My constituent William needs that drug. The issue for his family is the timeline, which the hon. Gentleman mentioned. They have waited two years and been told that it may be another year, but they have said to me that William might not have that much time and that, like the woman the hon. Gentleman just mentioned, he might no longer be with them by then. Those parents are fighting for their son.
The hon. Lady is right: none of these children or families has time. All those conditions deteriorate irreversibly. She is right that it has been 28 months since the drug was approved, yet patients are no closer to accessing it. What will the Minister do to speed up a commissioning policy for everolimus?

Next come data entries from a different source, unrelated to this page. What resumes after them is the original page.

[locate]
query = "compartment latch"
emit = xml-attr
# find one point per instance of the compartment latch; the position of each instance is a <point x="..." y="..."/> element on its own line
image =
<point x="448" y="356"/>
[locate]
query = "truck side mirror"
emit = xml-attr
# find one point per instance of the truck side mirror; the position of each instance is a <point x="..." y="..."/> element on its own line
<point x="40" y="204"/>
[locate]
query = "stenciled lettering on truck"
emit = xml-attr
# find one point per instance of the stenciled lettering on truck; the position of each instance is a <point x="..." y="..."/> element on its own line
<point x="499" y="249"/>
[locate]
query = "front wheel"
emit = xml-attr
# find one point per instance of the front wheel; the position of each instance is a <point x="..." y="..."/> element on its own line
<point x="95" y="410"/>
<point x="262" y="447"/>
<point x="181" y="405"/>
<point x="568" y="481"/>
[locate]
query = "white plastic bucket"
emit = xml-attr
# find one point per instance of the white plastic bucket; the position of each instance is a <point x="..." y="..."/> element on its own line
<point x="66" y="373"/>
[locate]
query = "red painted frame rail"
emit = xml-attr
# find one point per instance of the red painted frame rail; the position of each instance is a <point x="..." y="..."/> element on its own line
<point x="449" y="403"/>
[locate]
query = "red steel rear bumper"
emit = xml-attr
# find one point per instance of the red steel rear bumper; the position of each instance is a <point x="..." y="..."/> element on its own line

I turn to Batten disease, another condition already mentioned. I pay tribute to the Batten Disease Family Association. Batten disease is another condition that I had not heard of until I was approached by my constituents Duncan and Lynsey Brownnutt. I have been pleased to join Duncan to support some of his amazing fundraising efforts. This summer, he is off on a wonderful cycling trip to the Arctic Circle with his friend Rod to raise money, but the day after the general election, his six-year-old daughter Ellie Mae passed away from Batten disease.
Batten disease is another condition currently without any cure. It includes increasing visual impairment, complex epilepsy with severe seizures, decline of speech, language and swallowing skills, deterioration of motor skills resulting in loss of mobility and ultimately death. Potential treatment for Batten disease is not even being considered for 25 June. If the situation of the other conditions is still unclear and their drugs have been turned down, when will action be taken on treatment for Batten disease?